A temporary ban on selling a £1.6m East Anglian medieval manuscript to a buyer from abroad may save it for the nation.
The Macclesfield Psalter was discovered earlier this year
The 14th century Macclesfield Psalter, found in a private collection from Oxfordshire, is considered one of the most important of its kind.
It was bought in June by the Getty Museum of Los Angeles for £1,685,000.
Now Arts Minister Estelle Morris has deferred its export for three months to give British bidders a chance to raise the money to buy it.

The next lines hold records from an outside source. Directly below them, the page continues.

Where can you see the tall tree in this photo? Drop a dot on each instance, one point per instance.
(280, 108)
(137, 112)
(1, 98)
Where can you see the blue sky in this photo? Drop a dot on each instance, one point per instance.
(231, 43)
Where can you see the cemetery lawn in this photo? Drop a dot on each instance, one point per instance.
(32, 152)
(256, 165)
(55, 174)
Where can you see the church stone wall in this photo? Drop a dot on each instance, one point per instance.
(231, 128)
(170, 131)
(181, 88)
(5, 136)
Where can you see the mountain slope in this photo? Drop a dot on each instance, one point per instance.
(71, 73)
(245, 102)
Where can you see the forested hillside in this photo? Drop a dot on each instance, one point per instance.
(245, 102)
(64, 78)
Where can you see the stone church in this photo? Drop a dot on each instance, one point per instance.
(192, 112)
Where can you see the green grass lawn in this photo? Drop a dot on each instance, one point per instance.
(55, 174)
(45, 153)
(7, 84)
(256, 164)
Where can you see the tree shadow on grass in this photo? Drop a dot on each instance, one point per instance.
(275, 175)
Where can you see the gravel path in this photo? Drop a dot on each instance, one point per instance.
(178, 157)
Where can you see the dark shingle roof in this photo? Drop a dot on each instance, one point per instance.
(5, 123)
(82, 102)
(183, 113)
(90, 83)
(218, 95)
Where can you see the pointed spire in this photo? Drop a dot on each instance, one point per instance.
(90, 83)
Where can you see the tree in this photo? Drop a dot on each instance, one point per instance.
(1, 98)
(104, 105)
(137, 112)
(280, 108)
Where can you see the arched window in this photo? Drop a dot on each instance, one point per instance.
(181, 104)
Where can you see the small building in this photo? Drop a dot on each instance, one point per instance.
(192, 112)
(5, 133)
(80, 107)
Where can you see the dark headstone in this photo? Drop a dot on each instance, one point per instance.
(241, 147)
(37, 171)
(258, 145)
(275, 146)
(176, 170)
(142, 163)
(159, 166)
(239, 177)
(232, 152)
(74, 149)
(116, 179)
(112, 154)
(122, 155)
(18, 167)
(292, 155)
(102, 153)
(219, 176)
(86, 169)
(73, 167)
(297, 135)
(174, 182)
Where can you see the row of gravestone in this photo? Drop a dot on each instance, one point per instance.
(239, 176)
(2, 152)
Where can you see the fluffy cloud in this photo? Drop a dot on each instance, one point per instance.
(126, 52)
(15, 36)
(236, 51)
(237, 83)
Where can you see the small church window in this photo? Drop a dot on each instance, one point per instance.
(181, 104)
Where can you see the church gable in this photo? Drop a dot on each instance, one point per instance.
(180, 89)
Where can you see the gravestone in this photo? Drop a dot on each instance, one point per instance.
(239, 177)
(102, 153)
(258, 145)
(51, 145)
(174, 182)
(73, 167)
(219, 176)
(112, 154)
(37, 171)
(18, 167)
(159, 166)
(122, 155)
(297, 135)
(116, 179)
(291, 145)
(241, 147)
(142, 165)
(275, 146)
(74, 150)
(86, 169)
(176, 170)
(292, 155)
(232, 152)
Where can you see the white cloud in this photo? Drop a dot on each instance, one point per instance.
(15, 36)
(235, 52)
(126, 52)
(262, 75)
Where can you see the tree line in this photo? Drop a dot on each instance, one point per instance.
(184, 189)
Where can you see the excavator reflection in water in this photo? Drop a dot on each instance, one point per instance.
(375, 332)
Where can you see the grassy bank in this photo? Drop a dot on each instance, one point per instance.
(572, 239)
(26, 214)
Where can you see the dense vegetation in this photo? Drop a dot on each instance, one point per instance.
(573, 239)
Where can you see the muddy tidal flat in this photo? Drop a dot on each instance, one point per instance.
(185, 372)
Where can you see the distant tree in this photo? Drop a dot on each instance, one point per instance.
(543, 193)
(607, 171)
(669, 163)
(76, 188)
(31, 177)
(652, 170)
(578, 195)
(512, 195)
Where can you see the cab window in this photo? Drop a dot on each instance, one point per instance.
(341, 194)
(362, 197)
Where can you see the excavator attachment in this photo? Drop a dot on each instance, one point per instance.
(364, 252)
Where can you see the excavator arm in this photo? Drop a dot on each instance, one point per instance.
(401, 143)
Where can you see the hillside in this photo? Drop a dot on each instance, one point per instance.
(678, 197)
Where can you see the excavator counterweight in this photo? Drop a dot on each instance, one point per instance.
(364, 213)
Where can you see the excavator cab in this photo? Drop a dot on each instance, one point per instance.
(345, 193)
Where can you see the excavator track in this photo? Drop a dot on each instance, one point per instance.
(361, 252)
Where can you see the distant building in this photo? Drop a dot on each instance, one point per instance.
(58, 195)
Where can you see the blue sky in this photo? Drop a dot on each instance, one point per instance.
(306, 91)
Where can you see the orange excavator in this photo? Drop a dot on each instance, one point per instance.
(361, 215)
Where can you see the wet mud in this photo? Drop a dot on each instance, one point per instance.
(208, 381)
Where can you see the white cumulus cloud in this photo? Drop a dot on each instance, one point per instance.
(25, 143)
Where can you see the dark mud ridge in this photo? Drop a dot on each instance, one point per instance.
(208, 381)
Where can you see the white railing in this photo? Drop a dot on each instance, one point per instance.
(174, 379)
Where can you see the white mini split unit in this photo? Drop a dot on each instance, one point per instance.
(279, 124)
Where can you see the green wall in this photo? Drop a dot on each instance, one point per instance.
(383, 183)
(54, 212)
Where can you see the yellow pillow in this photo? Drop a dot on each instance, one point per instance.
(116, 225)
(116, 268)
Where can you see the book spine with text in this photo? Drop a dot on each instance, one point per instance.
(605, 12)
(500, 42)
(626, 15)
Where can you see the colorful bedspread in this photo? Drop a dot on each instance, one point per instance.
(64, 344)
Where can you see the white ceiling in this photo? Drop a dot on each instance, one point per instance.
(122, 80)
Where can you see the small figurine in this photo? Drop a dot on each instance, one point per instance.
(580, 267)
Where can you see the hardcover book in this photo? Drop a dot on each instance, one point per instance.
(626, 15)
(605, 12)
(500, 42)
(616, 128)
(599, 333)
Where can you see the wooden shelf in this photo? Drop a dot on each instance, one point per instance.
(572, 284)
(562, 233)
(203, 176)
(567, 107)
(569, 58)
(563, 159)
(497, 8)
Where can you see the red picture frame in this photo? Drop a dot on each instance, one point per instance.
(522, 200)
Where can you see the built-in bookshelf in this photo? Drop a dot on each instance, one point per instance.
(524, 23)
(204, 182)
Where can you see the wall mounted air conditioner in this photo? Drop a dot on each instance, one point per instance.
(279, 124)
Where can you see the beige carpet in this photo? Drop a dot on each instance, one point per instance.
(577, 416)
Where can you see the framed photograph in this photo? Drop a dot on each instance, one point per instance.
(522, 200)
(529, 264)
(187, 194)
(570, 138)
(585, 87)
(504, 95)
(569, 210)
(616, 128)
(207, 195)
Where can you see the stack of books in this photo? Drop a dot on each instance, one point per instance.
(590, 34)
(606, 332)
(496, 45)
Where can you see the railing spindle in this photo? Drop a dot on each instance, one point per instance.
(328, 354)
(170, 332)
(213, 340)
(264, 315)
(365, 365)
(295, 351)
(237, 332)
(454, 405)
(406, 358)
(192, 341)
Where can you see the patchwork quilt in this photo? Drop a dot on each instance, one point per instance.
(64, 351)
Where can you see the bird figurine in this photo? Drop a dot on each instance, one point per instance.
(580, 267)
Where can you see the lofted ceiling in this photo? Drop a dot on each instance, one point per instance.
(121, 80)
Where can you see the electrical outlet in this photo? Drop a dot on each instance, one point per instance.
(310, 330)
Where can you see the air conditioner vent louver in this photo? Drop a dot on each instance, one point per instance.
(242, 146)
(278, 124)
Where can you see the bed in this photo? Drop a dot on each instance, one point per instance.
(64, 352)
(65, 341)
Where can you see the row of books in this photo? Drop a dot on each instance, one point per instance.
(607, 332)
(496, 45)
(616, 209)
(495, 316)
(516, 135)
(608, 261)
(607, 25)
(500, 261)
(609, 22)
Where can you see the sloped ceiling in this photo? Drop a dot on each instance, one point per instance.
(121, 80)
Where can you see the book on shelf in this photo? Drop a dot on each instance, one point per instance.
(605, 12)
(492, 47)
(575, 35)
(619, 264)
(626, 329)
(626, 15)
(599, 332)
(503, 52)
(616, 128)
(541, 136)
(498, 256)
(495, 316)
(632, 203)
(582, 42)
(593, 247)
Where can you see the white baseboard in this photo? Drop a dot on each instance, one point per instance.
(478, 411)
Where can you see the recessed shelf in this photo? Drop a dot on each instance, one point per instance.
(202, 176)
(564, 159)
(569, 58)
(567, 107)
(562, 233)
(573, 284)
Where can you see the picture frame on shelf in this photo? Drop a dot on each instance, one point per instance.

The 225-page illuminated manuscript, previously unknown to scholars, was unearthed earlier this year when a family dispute forced the Earl of Macclesfield to auction off the contents of a library at Shirburn Castle, his seat in Oxfordshire.
Ms Morris acted following a recommendation by the Reviewing Committee on the Export of Works of Art.
The manuscript is thought to have been made in Norfolk
The committee recommended every possible effort should be made to keep it in this country.
The 170x108mm illuminated manuscript was produced in East Anglia, probably at Gorleston in Norfolk, and the Fitzwilliam Museum in Cambridge could be its future home if sufficient funds are raised.
It contains 14 miniatures of religious scenes, chiefly from the life of King David.
The miniatures also depict the patron saints of Suffolk and Gorleston Church.
It is believed to come from the same artist as the Gorleston Psalter, which is housed in the British Museum.
Export has been deferred until 10 November with the possibility of an extension until after 10 February 2005.